About Me
I am Jingfeng Wang, a postdoctoral research scholar at North Carolina State University. I received my Ph.D. from the University of Macau in 2024, and my B.S. from Sichuan University in 2020. My research lies at the intersection of partial differential equations, optimization, and machine learning. Discussions and collaborations are warmly welcomed.
Research Interest
My work spans numerical methods for PDEs, machine learning in PDE fields, and their integration for scientific computing.
Numerical Methods for PDEs
A central theme of my work is adjoint-based mesh adaptation. During my Ph.D., in joint work with my advisor Prof. Guanghui Hu, I developed an automatic dual-consistent mesh adaptation method for the steady Euler equations within AFVM4CFD, the CFD library maintained by our group, and proposed a hybrid CNN+Dual approach that significantly accelerates the adaptation procedure.
Multi-mesh method for multi-target functionals. Real applications often involve nonlinear or composite functionals beyond simple drag/lift, where existing theoretical guarantees no longer apply. A multi-mesh framework offers a principled way to handle such cases by allocating an adapted mesh to each target.


Towards more realistic models. The current framework relies on the steady Euler equations with mirror-reflection boundary conditions. Capturing boundary-layer effects in airfoil shape optimization will require richer models such as Navier–Stokes and Boltzmann equations.
Machine Learning in PDE Fields
I view machine learning as a complement to—not a replacement for—classical numerical methods. My recent work explores reinforcement learning for shape and geometry optimization, with classical-method-informed learning frameworks: e.g., airfoil shape optimization driven by a CFD solver, and molecular geometry optimization driven by DFT.

Multi-agent exploration. Multi-agent training accelerates data collection—a classical bottleneck of RL exploration—and naturally accommodates conventional optimization tools such as the adjoint method within the learning loop.

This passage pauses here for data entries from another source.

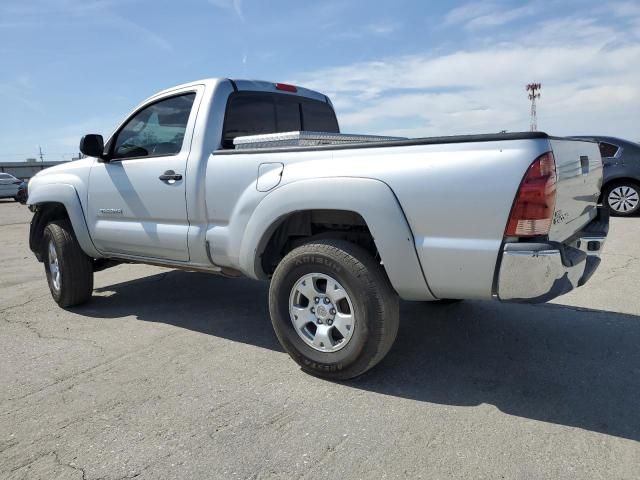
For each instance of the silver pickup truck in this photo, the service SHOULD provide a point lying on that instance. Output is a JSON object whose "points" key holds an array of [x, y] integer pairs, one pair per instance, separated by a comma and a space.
{"points": [[245, 178]]}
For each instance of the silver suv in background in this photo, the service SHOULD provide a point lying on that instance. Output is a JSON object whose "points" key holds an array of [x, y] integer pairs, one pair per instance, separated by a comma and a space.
{"points": [[621, 184]]}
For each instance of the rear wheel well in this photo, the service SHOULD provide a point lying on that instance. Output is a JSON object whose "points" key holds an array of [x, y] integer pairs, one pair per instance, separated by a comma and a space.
{"points": [[616, 181], [45, 213], [301, 227]]}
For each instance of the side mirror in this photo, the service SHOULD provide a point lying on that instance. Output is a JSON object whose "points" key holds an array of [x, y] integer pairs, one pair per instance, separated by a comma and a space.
{"points": [[92, 145]]}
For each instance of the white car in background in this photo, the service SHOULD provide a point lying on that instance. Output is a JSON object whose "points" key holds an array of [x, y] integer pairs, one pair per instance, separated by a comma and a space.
{"points": [[9, 186]]}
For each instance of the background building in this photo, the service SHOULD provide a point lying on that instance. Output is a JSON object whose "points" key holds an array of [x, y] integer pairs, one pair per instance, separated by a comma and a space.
{"points": [[25, 170]]}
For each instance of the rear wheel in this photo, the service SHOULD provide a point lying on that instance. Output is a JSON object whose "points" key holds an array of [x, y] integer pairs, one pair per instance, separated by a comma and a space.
{"points": [[622, 198], [69, 270], [333, 309]]}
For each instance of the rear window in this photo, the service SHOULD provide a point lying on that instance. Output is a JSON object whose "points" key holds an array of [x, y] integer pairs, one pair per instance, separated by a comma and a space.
{"points": [[318, 117], [608, 150], [252, 113]]}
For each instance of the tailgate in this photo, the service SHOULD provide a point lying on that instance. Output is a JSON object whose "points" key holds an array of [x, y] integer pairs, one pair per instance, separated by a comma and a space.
{"points": [[579, 174]]}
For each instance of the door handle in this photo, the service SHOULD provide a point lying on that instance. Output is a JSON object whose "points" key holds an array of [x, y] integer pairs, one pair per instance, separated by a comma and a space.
{"points": [[170, 176]]}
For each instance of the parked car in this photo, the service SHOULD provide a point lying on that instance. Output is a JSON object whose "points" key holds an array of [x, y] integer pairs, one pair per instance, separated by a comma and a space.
{"points": [[253, 178], [9, 186], [621, 187]]}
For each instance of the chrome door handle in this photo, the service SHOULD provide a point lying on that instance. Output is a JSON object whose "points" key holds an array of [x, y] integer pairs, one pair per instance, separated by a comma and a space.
{"points": [[170, 176]]}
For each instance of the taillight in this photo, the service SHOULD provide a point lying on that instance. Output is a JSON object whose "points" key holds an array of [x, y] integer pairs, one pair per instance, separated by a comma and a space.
{"points": [[532, 211], [285, 87]]}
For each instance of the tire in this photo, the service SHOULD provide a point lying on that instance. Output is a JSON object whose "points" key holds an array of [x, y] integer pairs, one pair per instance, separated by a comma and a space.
{"points": [[74, 283], [622, 198], [362, 304]]}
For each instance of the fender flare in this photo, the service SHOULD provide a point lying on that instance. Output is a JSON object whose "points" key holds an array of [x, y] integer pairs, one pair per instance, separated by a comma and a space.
{"points": [[68, 196], [372, 199]]}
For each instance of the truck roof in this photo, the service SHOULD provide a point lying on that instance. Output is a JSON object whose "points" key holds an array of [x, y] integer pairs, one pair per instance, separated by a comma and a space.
{"points": [[251, 85]]}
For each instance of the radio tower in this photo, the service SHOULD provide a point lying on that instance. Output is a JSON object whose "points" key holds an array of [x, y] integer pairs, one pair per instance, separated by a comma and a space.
{"points": [[534, 92]]}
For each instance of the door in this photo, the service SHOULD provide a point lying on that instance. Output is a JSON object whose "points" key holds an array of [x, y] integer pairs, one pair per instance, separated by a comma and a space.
{"points": [[136, 201]]}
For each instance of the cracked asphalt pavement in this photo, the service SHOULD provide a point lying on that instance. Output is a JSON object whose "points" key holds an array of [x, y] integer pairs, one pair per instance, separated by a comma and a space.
{"points": [[175, 375]]}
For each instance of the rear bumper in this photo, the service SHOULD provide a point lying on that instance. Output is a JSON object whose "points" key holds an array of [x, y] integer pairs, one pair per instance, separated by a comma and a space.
{"points": [[539, 272]]}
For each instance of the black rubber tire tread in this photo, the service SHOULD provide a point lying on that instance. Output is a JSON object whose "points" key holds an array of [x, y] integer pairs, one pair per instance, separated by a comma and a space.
{"points": [[76, 268], [617, 183], [369, 285]]}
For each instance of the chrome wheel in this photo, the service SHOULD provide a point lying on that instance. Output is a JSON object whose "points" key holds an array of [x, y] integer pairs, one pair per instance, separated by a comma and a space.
{"points": [[321, 312], [623, 199], [54, 267]]}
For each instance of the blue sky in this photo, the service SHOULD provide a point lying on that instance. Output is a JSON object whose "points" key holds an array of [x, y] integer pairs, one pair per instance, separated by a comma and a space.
{"points": [[412, 68]]}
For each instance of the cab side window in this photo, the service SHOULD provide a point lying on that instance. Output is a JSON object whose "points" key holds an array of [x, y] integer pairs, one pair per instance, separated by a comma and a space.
{"points": [[608, 150], [156, 130]]}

Data-driven discretization with classical structure. Classical discretization remains indispensable for an efficient and credible solver: it informs network design (e.g., handling rotational/translational invariance in molecules, or non-smooth airfoil geometries) and provides reliable evaluations during optimization. I am developing data-driven discretizations that retain these structural guarantees while leveraging the speed of learned components.